Un pueblo, un arrabal. Una carretera lo atraviesa; a menudo dos que se cruzan, apuntando, como na pistola en todas las direcciones. Casas bajas, aisladas, de madera, rodeadas de un jardín. Están abiertas, tienen una puerta abierta, pero no invitan a entrar. Se diría que han sido abandonadas o están pobladas por fantasmas. Es siempre de noche, o al atardecer. Las farolas están ya encendidas y por las ventanas, la luz amarillenta de las lámpara de mesa ilumina pálidamente interiores en los que nadie vive: los habitantes han muerto, quizá asesinados, o han quedado petrificados, ensimismados en un mundo que se adivina se ubica -quizá en sueños- más allá del entorno tintado de azul. Por las calles que son carreteras, un vehículo de otra época. Detenido en medio de la calzada, con una puerta abierta. Nadie camina. A veces, una figura solitaria, sentada en la acera y empequeñecida por el vacío físico y moral que se intuye. El espacio es demasiado grande para tan poca vida. Las luces pareces focos carcelarios. Hace frío. Ha nevado.

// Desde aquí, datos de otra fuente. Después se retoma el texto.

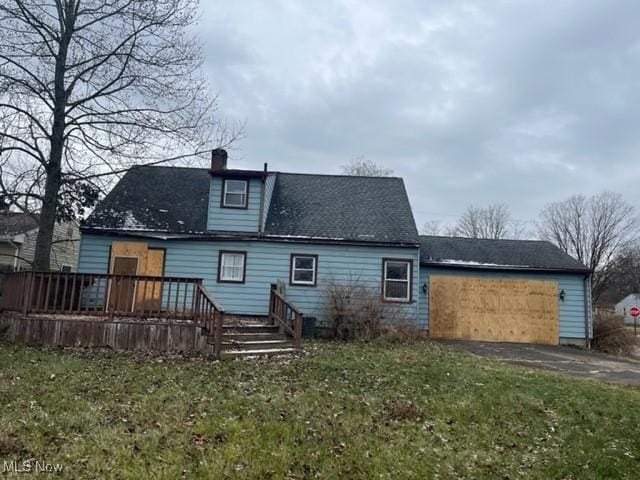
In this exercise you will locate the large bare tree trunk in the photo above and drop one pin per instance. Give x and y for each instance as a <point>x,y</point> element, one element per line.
<point>90,88</point>
<point>42,259</point>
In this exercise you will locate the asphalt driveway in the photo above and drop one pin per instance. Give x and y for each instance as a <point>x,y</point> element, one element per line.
<point>567,360</point>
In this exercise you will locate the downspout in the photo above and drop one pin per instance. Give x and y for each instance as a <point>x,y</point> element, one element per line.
<point>587,309</point>
<point>261,211</point>
<point>17,254</point>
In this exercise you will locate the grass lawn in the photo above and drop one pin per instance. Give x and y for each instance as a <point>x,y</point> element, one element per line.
<point>339,411</point>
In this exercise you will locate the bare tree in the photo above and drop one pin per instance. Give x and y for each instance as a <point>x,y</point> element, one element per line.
<point>89,88</point>
<point>594,230</point>
<point>438,228</point>
<point>490,222</point>
<point>431,227</point>
<point>360,166</point>
<point>623,275</point>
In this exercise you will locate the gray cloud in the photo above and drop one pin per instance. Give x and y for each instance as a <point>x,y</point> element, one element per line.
<point>471,102</point>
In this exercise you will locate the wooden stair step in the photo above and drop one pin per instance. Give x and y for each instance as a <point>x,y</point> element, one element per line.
<point>246,343</point>
<point>258,352</point>
<point>257,328</point>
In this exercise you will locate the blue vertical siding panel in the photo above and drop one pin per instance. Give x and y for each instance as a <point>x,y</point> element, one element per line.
<point>571,311</point>
<point>269,185</point>
<point>267,262</point>
<point>234,219</point>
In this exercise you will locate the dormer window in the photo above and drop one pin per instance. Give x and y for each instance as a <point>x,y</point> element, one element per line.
<point>235,193</point>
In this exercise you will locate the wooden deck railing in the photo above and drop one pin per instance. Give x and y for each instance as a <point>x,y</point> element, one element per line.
<point>208,311</point>
<point>286,316</point>
<point>136,296</point>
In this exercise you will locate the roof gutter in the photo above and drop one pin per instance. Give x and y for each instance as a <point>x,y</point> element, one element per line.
<point>209,236</point>
<point>507,268</point>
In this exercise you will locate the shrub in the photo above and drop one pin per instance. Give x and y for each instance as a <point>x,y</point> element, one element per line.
<point>611,336</point>
<point>403,334</point>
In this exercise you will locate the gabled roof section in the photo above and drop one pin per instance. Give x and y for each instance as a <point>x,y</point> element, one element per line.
<point>156,199</point>
<point>13,223</point>
<point>489,254</point>
<point>337,207</point>
<point>314,207</point>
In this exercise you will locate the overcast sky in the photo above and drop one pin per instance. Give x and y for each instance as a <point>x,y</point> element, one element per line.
<point>522,102</point>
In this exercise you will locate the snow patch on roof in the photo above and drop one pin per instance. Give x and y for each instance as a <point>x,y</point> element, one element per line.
<point>451,261</point>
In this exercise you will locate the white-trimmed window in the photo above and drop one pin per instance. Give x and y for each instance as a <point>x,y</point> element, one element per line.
<point>396,280</point>
<point>303,269</point>
<point>234,193</point>
<point>232,267</point>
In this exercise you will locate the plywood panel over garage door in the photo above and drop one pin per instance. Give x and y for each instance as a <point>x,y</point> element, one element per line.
<point>500,310</point>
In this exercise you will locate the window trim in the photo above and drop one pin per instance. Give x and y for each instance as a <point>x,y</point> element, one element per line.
<point>315,270</point>
<point>244,265</point>
<point>223,192</point>
<point>383,295</point>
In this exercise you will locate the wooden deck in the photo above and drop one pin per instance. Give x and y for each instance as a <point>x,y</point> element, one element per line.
<point>137,313</point>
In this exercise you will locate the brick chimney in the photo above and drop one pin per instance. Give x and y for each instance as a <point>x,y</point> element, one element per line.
<point>218,159</point>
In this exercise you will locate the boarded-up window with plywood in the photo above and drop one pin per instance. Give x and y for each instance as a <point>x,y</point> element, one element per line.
<point>493,309</point>
<point>150,263</point>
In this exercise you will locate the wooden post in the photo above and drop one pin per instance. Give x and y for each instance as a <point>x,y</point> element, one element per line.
<point>28,286</point>
<point>218,335</point>
<point>297,342</point>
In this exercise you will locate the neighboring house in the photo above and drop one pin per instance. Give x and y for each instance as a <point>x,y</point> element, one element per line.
<point>623,306</point>
<point>243,231</point>
<point>18,233</point>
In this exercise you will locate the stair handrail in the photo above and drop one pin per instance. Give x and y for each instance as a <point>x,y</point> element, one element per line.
<point>280,311</point>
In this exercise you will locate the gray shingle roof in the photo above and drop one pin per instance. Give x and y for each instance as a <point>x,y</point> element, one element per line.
<point>175,200</point>
<point>161,199</point>
<point>491,254</point>
<point>373,209</point>
<point>12,223</point>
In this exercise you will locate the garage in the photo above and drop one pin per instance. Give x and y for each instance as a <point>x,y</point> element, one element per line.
<point>493,309</point>
<point>504,291</point>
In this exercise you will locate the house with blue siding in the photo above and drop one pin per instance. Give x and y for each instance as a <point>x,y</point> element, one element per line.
<point>244,231</point>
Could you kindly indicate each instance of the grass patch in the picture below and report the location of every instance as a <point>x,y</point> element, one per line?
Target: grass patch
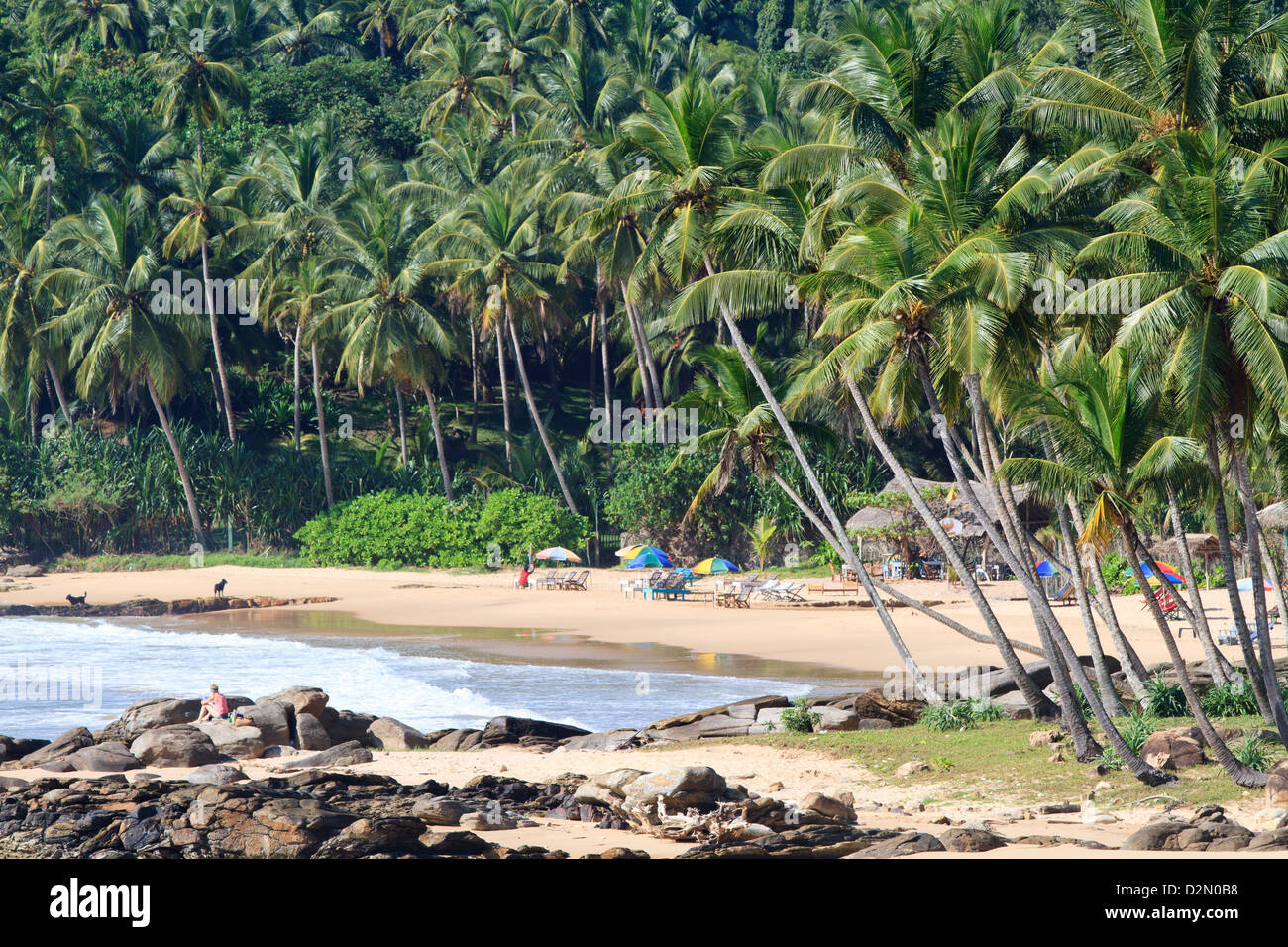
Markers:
<point>140,562</point>
<point>993,763</point>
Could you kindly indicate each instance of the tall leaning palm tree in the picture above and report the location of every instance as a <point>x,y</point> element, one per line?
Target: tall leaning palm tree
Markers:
<point>194,67</point>
<point>382,263</point>
<point>125,328</point>
<point>488,250</point>
<point>1113,451</point>
<point>206,213</point>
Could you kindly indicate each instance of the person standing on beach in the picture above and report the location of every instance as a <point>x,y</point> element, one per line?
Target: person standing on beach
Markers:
<point>214,707</point>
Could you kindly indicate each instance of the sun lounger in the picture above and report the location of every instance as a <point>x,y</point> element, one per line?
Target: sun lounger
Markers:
<point>1065,596</point>
<point>741,599</point>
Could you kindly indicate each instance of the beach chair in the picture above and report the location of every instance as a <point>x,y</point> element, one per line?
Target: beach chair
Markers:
<point>735,600</point>
<point>1171,611</point>
<point>1065,596</point>
<point>790,592</point>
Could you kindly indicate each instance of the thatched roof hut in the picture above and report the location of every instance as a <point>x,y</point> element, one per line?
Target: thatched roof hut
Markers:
<point>877,518</point>
<point>1274,517</point>
<point>1203,547</point>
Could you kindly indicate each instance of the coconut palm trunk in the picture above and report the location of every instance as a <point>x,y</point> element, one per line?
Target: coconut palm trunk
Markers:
<point>299,329</point>
<point>58,388</point>
<point>402,424</point>
<point>1048,626</point>
<point>889,590</point>
<point>532,410</point>
<point>1038,702</point>
<point>322,445</point>
<point>189,495</point>
<point>1241,775</point>
<point>1220,521</point>
<point>901,647</point>
<point>1252,531</point>
<point>214,341</point>
<point>1218,665</point>
<point>505,389</point>
<point>438,444</point>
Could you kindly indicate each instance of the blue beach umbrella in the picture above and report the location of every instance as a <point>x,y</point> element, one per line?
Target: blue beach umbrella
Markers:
<point>651,557</point>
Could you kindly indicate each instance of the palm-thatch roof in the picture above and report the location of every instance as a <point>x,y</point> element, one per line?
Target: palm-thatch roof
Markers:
<point>877,518</point>
<point>1202,545</point>
<point>1274,517</point>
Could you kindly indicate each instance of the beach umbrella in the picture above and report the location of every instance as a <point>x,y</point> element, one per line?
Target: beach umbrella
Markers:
<point>715,565</point>
<point>651,557</point>
<point>1168,571</point>
<point>1245,583</point>
<point>558,553</point>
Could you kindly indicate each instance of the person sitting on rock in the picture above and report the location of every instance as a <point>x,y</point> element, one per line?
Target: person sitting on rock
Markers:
<point>214,707</point>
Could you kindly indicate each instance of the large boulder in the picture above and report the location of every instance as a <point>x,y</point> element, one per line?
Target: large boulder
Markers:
<point>180,745</point>
<point>271,720</point>
<point>1175,749</point>
<point>309,733</point>
<point>59,748</point>
<point>343,755</point>
<point>304,699</point>
<point>159,711</point>
<point>387,733</point>
<point>343,725</point>
<point>17,748</point>
<point>513,729</point>
<point>679,788</point>
<point>107,758</point>
<point>239,742</point>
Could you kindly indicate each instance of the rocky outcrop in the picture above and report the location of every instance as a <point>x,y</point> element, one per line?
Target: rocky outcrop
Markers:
<point>151,607</point>
<point>59,748</point>
<point>387,733</point>
<point>180,745</point>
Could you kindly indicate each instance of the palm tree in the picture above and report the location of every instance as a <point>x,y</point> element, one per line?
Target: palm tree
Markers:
<point>47,105</point>
<point>382,261</point>
<point>205,214</point>
<point>124,325</point>
<point>194,71</point>
<point>121,25</point>
<point>305,30</point>
<point>489,249</point>
<point>1115,450</point>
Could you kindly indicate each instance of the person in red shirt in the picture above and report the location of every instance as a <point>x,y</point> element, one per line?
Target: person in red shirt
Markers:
<point>214,707</point>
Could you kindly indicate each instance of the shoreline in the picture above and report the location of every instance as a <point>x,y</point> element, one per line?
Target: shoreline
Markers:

Gregory Crewdson es un cruel retratista de la ciudad moderna (norteamericana), soñada pero convertida en pesadilla, o tan solo en un entorno desolador.
Las imágenes, minuciosamente compuestas, reproducen la realidad, a través de esquemas propios del cine. Por eso, quizá, resultan atractivas y temibles. Como si se temiera quedar atrapado en ellas. Aunque es posible que yo lo estemos.